The gentleman inside greeted me warily as if he had all manner of crackpots stopping for a visit- I was probably one more in a long line. He warmed up when I mentioned my interest in old British cars and he offered to show me around his Aladdin's cave of old cars.
The first stop was five (count 'em, five) 500 series Lotus Elites in various stages of neglect. Never my favorite (but then my taste has been questioned before) of the Lotus family, he said that these cars were purchased for a pittance and were destined to be sold off for parts - unless a brave soul wanted to buy a couple for restoration. Nearby, was an early Lotus Europa complete with extra-tiny rear window and Renault power. He said - almost apologetically - that the Europa was destined to have a Ford V8 transplant.
The proprietor also showed me a couple of 50s-era Woodill Wildfire and Glasspar kit cars awaiting restoration. There were several tube frame mid engine racers from the late 60s in various states of disassembly as well.
Inside the building were several partially restored kit cars with some destined for export to Europe.

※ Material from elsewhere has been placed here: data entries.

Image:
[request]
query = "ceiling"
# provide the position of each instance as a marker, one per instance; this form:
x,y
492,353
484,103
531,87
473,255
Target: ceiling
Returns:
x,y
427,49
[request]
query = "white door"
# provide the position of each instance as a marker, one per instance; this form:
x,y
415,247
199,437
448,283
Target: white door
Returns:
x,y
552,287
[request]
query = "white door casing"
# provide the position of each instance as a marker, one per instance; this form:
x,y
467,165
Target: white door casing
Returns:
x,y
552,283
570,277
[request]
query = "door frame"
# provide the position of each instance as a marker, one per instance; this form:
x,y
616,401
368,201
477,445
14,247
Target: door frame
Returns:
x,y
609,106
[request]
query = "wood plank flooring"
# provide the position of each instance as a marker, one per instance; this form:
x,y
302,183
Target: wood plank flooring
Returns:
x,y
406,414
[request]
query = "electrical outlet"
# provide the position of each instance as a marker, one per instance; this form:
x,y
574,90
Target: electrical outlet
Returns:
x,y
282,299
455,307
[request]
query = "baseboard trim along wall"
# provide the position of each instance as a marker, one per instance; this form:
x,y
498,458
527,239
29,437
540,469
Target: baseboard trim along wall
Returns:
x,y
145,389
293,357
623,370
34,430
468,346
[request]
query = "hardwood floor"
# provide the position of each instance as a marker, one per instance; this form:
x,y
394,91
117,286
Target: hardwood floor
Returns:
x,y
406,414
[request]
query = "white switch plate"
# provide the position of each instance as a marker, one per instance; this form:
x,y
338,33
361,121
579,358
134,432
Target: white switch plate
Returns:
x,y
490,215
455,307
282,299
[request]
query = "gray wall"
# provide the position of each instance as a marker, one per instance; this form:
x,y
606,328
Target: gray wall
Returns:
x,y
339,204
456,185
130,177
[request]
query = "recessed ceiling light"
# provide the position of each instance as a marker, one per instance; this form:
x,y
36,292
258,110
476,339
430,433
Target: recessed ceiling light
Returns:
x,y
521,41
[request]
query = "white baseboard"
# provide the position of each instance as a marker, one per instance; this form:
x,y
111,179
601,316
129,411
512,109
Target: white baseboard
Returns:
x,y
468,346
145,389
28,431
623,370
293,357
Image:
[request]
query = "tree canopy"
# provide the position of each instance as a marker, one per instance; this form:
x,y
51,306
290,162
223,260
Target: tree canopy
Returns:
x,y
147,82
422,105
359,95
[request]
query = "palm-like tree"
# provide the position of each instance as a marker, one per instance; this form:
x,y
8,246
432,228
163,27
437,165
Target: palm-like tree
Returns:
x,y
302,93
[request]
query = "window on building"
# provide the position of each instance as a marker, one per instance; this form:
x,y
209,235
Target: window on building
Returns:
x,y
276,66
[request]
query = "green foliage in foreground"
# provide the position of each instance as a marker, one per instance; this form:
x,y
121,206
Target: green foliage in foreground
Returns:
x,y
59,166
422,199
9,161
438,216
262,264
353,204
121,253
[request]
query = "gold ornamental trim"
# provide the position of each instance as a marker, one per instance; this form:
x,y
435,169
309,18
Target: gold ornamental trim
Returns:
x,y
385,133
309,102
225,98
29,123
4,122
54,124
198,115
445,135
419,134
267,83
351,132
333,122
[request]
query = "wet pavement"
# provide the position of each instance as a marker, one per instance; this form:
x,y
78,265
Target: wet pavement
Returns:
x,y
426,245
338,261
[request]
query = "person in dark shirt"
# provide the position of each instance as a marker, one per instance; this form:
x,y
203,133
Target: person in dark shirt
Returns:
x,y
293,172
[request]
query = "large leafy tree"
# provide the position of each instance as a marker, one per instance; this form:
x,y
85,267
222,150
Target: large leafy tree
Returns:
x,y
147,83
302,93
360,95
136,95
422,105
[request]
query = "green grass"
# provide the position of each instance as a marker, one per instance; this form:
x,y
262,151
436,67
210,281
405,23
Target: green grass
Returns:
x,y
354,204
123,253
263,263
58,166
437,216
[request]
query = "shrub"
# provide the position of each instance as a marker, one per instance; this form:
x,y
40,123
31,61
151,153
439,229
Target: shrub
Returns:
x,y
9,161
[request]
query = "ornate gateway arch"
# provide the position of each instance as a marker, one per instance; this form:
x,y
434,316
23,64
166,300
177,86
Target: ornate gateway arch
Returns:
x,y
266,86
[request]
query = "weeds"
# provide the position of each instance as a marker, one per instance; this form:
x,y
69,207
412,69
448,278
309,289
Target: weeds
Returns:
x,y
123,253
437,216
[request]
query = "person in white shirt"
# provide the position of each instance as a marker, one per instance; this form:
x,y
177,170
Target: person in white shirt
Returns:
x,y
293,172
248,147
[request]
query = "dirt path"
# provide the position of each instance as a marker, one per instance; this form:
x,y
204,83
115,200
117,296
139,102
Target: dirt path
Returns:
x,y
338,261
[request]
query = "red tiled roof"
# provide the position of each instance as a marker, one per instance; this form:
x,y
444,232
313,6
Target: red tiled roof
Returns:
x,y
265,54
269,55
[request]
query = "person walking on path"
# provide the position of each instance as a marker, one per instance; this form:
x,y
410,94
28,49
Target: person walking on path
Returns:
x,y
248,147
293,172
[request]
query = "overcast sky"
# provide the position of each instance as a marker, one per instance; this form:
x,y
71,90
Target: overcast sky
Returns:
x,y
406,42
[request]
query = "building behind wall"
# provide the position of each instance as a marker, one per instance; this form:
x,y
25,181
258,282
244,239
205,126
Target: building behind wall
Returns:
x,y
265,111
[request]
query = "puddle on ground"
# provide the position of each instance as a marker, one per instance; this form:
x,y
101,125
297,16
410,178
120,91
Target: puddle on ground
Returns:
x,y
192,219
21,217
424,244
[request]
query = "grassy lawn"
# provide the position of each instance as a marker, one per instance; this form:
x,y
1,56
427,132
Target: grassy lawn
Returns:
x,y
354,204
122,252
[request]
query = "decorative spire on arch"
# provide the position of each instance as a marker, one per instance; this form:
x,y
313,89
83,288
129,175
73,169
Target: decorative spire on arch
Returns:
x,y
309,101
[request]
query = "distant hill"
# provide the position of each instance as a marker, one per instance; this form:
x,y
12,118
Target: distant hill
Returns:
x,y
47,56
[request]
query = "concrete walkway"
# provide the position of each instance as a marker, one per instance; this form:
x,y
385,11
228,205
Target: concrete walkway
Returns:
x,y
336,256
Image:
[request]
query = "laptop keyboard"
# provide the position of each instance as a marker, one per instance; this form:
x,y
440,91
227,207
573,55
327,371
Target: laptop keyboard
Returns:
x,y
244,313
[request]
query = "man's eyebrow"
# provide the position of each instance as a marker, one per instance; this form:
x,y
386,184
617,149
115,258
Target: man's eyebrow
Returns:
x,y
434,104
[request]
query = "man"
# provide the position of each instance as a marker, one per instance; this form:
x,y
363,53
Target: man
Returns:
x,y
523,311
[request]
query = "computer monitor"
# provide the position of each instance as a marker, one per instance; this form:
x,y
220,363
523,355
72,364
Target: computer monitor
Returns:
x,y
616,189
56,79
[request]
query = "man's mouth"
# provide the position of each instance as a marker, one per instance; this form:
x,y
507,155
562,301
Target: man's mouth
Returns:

In the back of the shop sat an MG TD that had received a Ford V8 engine in the 1960s. It was being restored as it was then - not back to the original Abingdon specification. The workmanship appeared to be first rate.
Back outside I was shown a Volvo PV544 that raced at Sebring in 1964. It was beautifully preserved and was being readied for the historic racing circuit.
I bid my host farewell and continued on home having spent about an hour in a pretty cool place.